The fear of knowing the truth
Anlong Veng, Cambodia
In Phnom Penh this week, a war crimes tribunal will begin long-awaited legal proceedings in a trial against four senior Khmer Rouge leaders. In schools in what was the last stronghold of the regime, children have only recently begun learning about their parents' past.
My radio piece for PRI's The World looks at how the children of one-time Khmer Rouge see their families' histories, and how former cadres explain war to the first Cambodian generation in decades to grow up without it.
At this school in the dusty town of Anlong Veng, many children have a stronger link than most to Cambodia’s dark history.
Ros Sothea is 16 years old. She’s too young to have any memories of what life was like when the Khmer Rouge ruled the country in the 1970s. But it runs in her blood. Like many of the students here, she’s a child of the Khmer Rouge.
Her father’s a former foot soldier. Sothea says he only tells her that life in those days was difficult for everyone.
“They caused a lot of problems to Cambodian families,” she says. “Some of the families lost everything because of the Khmer Rouge.”
The Khmer Rouge years are long over. The movement’s leader, Pol Pot, died an elderly man in 1998, not far from here. His grave, a makeshift affair, lined with old Pepsi bottles under a modest tin roof, lies down a dirt path off the main road.
“My parents never tell me. And as for me, I never ask.”
These days, a paved highway connects Anlong Veng to the tourist hub of Siem Reap and the famed Angkor temples. And the government, preaching reconciliation, has been eager to pave over the memories of the past.
Learning about the Khmer Rouge wasn’t a part of the school curriculum here until 2009. Some students in Anlong Veng say they know nothing at all.
Lon Dany is 21 years old. He grew up in Anlong Veng. His parents, however, never talk about what people call "the Pol Pot times".
“My parents never tell me,” he says, sitting in an empty classroom. “And as for me, I never ask.”
‘We are all Khmer Rouge’
The main highway leading to Pol Pot’s grave branches off to a dirt road a few miles out of town. Sok Bou is resting in the shade, away from the midday sun.
He sits beside a wheelchair. He’s missing both his legs—he says they were blown away when he stepped on a land mine during the years of civil war that followed the Khmer Rouge collapse.
Bou is a former Khmer Rouge soldier. He says he was forced to join the Khmer Rouge as a teenager, not much older than his children are now. He says his kids don’t ask about the Khmer Rouge--but he has nothing to hide.
“If they ask, I would say ‘I’m a Khmer Rouge,’” he says.

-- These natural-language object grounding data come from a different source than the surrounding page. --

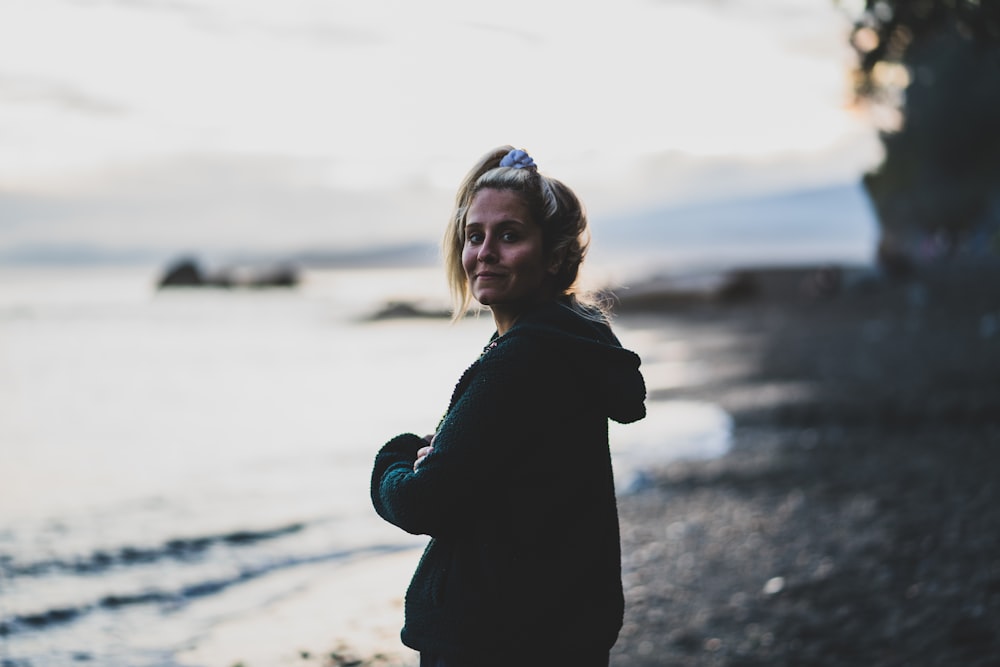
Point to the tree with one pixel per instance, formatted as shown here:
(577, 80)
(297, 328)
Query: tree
(936, 65)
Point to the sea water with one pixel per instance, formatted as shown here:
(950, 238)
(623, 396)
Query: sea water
(170, 459)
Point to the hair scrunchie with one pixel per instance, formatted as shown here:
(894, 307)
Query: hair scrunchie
(518, 159)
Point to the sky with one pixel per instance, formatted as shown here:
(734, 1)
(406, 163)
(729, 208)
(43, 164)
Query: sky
(266, 126)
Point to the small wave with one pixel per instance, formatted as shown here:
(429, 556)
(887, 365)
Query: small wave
(180, 549)
(180, 596)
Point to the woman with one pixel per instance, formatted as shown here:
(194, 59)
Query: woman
(515, 487)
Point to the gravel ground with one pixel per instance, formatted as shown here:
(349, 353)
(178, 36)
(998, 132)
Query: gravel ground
(856, 520)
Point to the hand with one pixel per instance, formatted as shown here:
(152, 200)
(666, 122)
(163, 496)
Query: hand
(421, 455)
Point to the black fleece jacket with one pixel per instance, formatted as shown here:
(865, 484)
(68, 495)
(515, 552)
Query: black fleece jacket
(518, 496)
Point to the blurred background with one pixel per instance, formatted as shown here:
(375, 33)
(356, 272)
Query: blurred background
(175, 457)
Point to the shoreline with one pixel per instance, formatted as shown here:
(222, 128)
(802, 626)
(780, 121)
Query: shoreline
(851, 521)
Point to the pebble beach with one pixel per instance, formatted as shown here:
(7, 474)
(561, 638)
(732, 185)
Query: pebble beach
(853, 521)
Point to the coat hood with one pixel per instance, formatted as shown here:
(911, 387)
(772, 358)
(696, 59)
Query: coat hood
(611, 370)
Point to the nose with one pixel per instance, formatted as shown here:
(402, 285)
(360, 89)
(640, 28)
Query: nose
(487, 254)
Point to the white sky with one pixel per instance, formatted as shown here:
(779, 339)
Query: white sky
(218, 123)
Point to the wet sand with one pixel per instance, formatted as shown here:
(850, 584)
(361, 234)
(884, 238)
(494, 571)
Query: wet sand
(856, 519)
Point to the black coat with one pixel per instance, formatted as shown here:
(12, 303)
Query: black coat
(518, 496)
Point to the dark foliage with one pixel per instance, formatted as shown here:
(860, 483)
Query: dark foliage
(940, 178)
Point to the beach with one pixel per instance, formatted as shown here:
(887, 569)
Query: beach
(849, 519)
(853, 520)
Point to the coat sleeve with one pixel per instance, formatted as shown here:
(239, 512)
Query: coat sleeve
(473, 450)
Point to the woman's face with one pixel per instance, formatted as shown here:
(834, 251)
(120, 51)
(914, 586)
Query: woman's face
(503, 257)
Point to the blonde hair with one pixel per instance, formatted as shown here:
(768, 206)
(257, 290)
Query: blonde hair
(553, 206)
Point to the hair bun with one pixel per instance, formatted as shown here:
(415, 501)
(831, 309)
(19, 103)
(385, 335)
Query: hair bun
(518, 159)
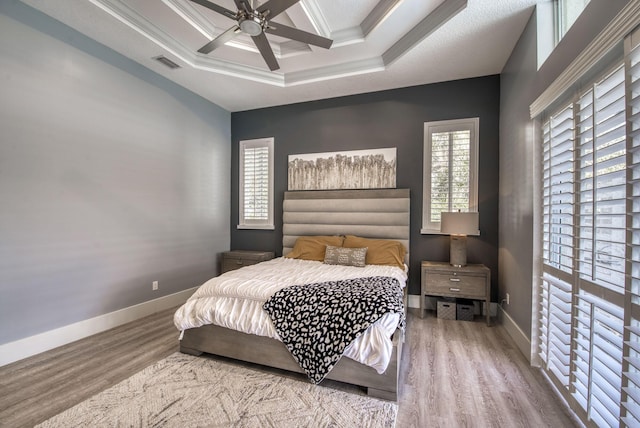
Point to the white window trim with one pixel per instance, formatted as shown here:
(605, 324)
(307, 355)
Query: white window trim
(253, 224)
(429, 228)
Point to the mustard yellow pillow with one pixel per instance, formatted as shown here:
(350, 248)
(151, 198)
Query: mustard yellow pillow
(313, 247)
(379, 251)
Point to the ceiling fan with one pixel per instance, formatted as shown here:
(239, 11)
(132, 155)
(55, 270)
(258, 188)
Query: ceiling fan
(255, 22)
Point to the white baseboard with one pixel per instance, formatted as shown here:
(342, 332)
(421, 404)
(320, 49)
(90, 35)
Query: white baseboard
(519, 337)
(29, 346)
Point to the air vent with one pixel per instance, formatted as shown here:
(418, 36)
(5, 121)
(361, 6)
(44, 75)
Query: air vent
(166, 61)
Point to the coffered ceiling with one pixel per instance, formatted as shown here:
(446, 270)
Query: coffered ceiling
(377, 44)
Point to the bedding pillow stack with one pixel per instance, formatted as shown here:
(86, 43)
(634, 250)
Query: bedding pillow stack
(345, 256)
(349, 250)
(313, 247)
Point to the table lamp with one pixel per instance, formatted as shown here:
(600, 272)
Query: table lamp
(459, 225)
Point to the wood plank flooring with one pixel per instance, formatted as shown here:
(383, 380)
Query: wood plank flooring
(453, 374)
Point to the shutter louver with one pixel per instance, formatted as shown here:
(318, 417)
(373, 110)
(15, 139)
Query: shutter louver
(558, 193)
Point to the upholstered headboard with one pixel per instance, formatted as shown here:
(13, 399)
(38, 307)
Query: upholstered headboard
(371, 213)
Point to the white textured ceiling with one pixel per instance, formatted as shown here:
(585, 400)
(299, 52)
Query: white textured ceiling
(420, 42)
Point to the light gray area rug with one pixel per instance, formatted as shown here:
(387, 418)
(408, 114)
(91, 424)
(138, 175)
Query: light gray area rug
(186, 391)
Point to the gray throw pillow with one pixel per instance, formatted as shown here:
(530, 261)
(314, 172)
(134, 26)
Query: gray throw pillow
(345, 256)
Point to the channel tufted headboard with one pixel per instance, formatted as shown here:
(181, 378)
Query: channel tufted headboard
(370, 213)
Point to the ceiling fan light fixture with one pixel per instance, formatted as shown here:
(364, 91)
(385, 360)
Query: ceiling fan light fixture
(252, 27)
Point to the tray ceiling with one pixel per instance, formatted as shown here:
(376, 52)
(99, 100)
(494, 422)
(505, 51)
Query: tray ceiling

He slaps his palm against his chest, then he points at his neighbor’s house across the road and the house beside it.
“He’s a Khmer Rouge,” he says, “he’s a Khmer Rouge. We’re all Khmer Rouge here.”

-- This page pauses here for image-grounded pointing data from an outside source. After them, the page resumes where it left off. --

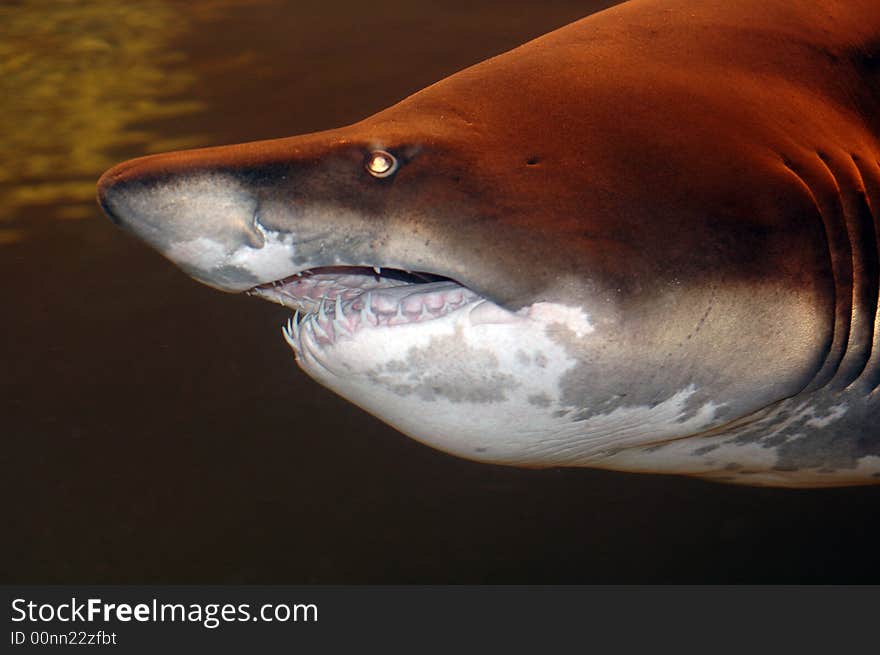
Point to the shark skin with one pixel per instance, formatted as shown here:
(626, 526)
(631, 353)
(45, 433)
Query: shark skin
(646, 241)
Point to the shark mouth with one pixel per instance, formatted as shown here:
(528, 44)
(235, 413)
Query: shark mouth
(337, 302)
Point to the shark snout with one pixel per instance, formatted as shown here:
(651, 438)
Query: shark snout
(203, 218)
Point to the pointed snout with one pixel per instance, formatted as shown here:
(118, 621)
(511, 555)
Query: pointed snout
(199, 211)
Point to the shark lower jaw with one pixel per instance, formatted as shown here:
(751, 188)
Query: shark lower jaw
(337, 303)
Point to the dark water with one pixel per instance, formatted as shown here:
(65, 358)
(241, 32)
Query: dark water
(154, 430)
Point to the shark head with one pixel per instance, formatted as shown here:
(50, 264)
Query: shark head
(502, 267)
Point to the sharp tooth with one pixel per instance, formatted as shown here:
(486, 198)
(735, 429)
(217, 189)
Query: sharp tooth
(339, 326)
(367, 310)
(285, 330)
(318, 330)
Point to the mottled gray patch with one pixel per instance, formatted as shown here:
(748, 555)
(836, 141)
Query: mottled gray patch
(540, 400)
(823, 430)
(447, 367)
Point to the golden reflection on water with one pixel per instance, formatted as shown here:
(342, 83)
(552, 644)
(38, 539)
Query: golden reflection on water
(80, 81)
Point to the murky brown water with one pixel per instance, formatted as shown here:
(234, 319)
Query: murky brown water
(154, 430)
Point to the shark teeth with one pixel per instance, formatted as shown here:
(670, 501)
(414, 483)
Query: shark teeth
(337, 318)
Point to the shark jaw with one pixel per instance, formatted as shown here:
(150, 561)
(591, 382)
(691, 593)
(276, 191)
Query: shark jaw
(341, 302)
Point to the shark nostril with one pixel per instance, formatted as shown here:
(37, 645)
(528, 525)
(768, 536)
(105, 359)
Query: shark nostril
(104, 195)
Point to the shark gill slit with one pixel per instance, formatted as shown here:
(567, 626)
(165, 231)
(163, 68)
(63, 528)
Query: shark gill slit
(841, 294)
(869, 173)
(859, 241)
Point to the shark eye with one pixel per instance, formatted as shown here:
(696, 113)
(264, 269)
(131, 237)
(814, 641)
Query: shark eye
(381, 164)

But Bou says he doesn’t want to glorify the past. He says he tries to tell his children stories about how hard the years of war were; how they destroyed his country’s future; how they robbed him of his legs.
“Some stories we should believe. Others, we shouldn’t.”
“I don’t want them to become soldiers,” he says. “I tell them, ‘try and get an education.’ My son, he wants to be a doctor.”
Bou may not be proud of his Khmer Rouge past, but he’s not ashamed, either. Like many former soldiers here, he’s skeptical of the claims of how many died under the regime–estimated at 1.7 million.
“I know that I never killed civilians,” he says. “I never saw that with my own eyes.”
And that’s the message he would like to pass on to his children. “Some stories we should believe,” he says. “Other stories, we shouldn’t.”
“We have parents who told us if we teach the kids, the kids will hate them. And we have kids who told us that we don’t need to study because my parents were Khmer Rouge. There’s a fear of knowing the truth.”
Why we believe
But the Khmer Rouge did kill their own people. It’s estimated that at least one-quarter of the population died under the regime.
For many in the former Khmer Rouge zones, there's a fear of knowing the truth, says Youk Chhang, the director of the Phnom Penh-based Documentation Centre of Cambodia. The group compiles evidence of the country’s Khmer Rouge history.
Chhang frequently visits the former Khmer Rouge strongholds. He says many parents are afraid to tell their kids what happened, while many kids just don’t want to know.
“We have parents who told us if we teach the kids, the kids will hate them. And we have kids who told us that we don't need to study because my parents were Khmer Rouge. There's a fear of knowing the truth.”
Back in Anlong Veng, teacher Tann Sodavuth stands in her empty classroom. Her aunt and uncle were both Khmer Rouge. Another uncle was killed by the regime. She believes the history books. In Anlong Veng, she says, history is too close to home for her students not to learn.
“The Khmer Rouge killed a lot of people,” she says. “One day, if the students don’t believe, we can take them to where the leaders lived. We can see the prisons where they kept the people and punished them. That’s why we believe.”